Yeah, it's nice that you'll be able to use a blackberry or mobile phone to make calls, etc., while riding a BART train, but who calls that "wireless"?
The term "wireless" is usually related to 802.11, wifi, or "wireless networking", not the ability to make cell phone calls. But I guess that's incorrect, and we can now state that most of the planet is already "outfitted with wireless".
> "The network has been payed for entirely by Nextel"
I'm pretty sure you meant "paid for"
Best transportation system in america? Are you aware the discussion is in regard to BART? Or as it should more reasonably be known, BAT? Or at least Bay Area Moderately Expensive, Underwhelmingly slow, Usually Mildly Smelly Transportion? BAMEUSUMST?
It's only decent when you compare it to the light rail fiasco of the south bay.

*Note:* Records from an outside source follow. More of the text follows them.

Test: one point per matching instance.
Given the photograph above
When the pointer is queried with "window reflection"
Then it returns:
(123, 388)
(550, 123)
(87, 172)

Best is really a subjective term. I recently moved from SF to Chicago, after having lived in SF for close to 20 years. First, in those 20 years I'd seen all sorts of changes done to BART, some for the better, some for the worse.
It's nice that BART finally goes to SFO, after such a long battle with San Mateo.
But that's really the only tangible improvement I've seen from them in a LONG time.
On the other hand, I'm now experiencing the "El" in Chicago. They run 24/7. And to a greater land area. To both airports. Directly.
Now, I don't work the evening shift, but I can completely get by without a car here. I couldn't do that in SF. Ever.
Well actually it's because Verizon is CDMA and almost everyone else is GSM. I bet they would have loved to have been able to lease out bandwith to others, but the tech just does not mix.
As an aside, I wonder what kind of restrictions were placed in the contract in terms of sharing with other carriers. From what I hear, VZW has the cell towers in the DC metro, and doesn't allow other carriers to use them (maybe selfishness; maybe gross institutional incompetence on VZW's part - it's hard to tell with them). If it's a public place like a subway, the people who build the network should be required to lease out to other people; it's in the public interest that everyone get to play, not just the people with service from the carrier that gets the contract. Of course, if we'd just used a single wireless standard like in Europe, then the point would be moot.